Jeff Wiseman

Personal information
- Nationality: Australian
- Born: 26 January 1950 (age 76)

= Jeff Wiseman =

Australian Paralympic athlete (born 1950)

Jeff Wiseman (born 26 January 1950) is an Australian Paralympic athlete who has competed at two Paralympics and is a wheelchair mechanic. He has played a significant role in the development of wheelchair sport in New South Wales.

Wiseman was born on Australia Day 26 January 1950. Wiseman competed at the 1984 Summer Paralympics in Stoke Mandeville in five events with fourth place in the athletics slalom his best result. At the 1988 Seoul Games, he competed in four events with seventh in the marathon his best place. He was captain of the Australian team that competed at the 1982 FESPIC Games in Hong Kong.

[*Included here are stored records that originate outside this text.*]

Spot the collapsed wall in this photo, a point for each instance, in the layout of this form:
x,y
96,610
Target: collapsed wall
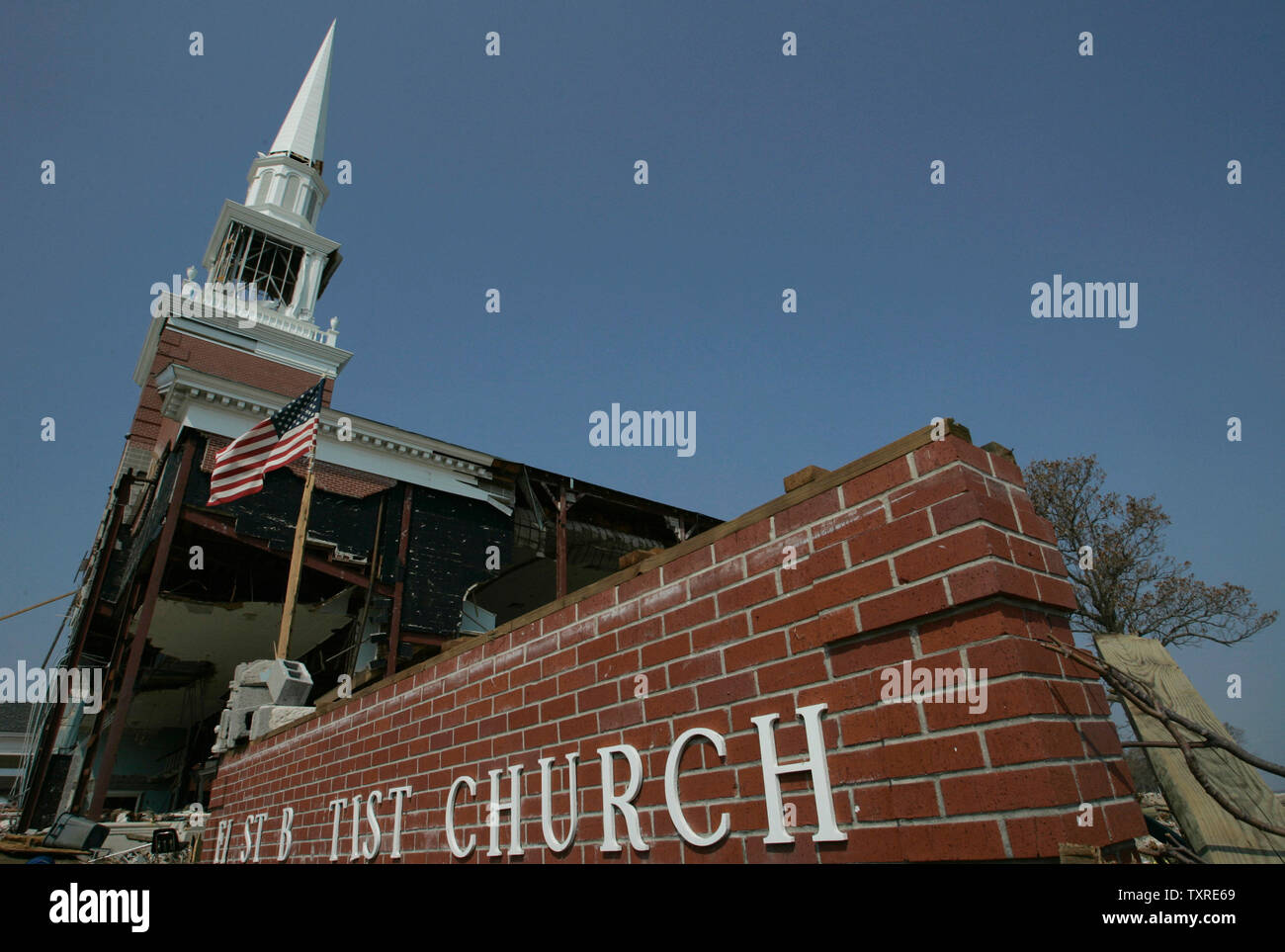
x,y
735,699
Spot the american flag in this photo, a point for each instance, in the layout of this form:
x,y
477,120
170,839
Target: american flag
x,y
286,436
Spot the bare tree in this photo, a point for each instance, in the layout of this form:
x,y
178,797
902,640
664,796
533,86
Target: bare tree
x,y
1132,587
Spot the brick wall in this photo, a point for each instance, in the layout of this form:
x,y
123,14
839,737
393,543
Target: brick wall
x,y
925,550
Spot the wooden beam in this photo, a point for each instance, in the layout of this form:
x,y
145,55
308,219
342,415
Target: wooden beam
x,y
54,720
292,582
1213,832
399,587
121,710
309,561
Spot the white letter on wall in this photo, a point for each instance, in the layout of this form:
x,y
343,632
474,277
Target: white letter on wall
x,y
450,819
547,802
671,788
814,764
622,803
513,807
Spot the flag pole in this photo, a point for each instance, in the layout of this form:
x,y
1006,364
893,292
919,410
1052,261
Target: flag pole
x,y
300,531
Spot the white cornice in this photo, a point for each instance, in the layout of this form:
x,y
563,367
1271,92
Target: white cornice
x,y
223,328
227,407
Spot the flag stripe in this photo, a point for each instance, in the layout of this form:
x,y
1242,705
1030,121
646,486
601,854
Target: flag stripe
x,y
288,434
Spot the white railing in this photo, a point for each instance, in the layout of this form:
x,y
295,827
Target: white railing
x,y
214,305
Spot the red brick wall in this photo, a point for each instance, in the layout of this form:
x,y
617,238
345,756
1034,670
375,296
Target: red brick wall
x,y
152,429
936,556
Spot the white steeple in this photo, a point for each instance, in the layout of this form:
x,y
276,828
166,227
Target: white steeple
x,y
286,184
303,131
270,243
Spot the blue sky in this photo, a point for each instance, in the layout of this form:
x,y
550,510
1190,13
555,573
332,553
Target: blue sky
x,y
766,172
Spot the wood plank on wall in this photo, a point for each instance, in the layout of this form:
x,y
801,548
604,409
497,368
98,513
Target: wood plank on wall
x,y
1215,835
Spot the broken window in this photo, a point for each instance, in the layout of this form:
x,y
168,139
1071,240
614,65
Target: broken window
x,y
248,254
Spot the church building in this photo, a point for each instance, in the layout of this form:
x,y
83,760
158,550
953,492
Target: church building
x,y
411,541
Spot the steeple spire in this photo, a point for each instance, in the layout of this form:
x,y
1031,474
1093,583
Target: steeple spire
x,y
303,131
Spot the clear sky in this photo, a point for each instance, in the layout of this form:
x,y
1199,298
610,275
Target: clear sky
x,y
766,172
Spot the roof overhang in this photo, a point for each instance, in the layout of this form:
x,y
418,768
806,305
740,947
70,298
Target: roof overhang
x,y
225,407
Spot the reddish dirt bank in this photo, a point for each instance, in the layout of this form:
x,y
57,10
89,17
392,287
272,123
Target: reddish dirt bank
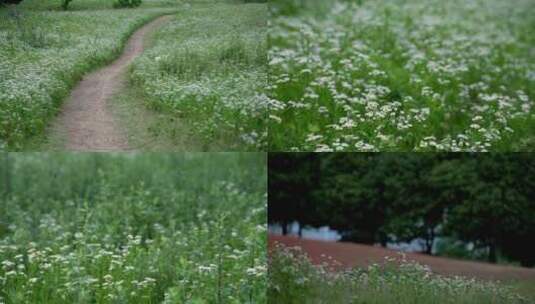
x,y
356,255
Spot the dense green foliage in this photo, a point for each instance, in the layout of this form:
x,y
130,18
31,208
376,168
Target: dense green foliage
x,y
133,228
482,199
378,75
44,53
207,69
293,280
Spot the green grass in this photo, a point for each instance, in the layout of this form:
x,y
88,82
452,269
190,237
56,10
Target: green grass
x,y
44,53
207,68
292,279
157,131
401,75
133,228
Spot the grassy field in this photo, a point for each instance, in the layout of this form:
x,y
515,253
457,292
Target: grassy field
x,y
136,228
203,77
207,71
292,279
401,75
44,53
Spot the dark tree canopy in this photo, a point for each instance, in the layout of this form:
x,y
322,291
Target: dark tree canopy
x,y
487,200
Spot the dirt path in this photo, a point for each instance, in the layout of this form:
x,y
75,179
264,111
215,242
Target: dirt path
x,y
85,121
356,255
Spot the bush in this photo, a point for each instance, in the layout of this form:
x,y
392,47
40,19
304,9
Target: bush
x,y
126,3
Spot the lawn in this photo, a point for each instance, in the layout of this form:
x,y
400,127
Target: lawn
x,y
133,228
401,75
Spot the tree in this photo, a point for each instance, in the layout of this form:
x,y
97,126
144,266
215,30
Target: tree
x,y
290,184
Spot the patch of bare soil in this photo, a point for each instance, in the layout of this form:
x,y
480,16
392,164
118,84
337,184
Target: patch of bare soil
x,y
348,255
85,121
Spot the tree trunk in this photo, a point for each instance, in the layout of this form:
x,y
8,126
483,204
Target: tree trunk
x,y
429,241
492,254
284,228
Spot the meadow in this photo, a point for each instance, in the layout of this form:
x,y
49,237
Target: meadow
x,y
207,70
293,279
133,228
401,75
44,52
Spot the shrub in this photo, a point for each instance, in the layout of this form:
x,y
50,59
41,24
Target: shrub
x,y
126,3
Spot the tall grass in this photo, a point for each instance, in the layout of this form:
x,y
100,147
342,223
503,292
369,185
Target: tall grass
x,y
293,279
44,53
401,76
153,228
208,69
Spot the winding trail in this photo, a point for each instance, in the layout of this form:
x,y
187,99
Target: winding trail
x,y
85,120
348,255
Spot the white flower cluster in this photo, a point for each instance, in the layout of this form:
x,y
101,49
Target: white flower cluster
x,y
214,80
376,77
40,60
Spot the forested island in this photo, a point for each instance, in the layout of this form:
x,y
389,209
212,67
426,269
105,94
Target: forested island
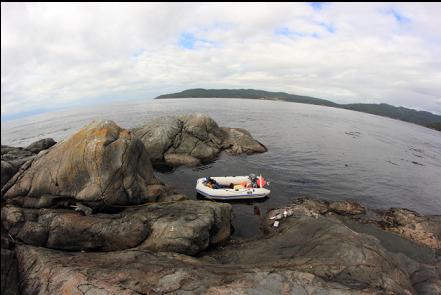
x,y
423,118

Wiseman, with Peter Trotter, was responsible for establishing the Oz Day 10K Wheelchair Road Race in Sydney. Wiseman has competed in the City2Surf and City-Bay community road races. Wiseman's contribution has been recognised through being a Life Member of Wheelchair Sports NSW and Manly Pathway of Olympians. Wiseman lives in Sydney's Northern Beaches where he operates a wheelchair maintenance business.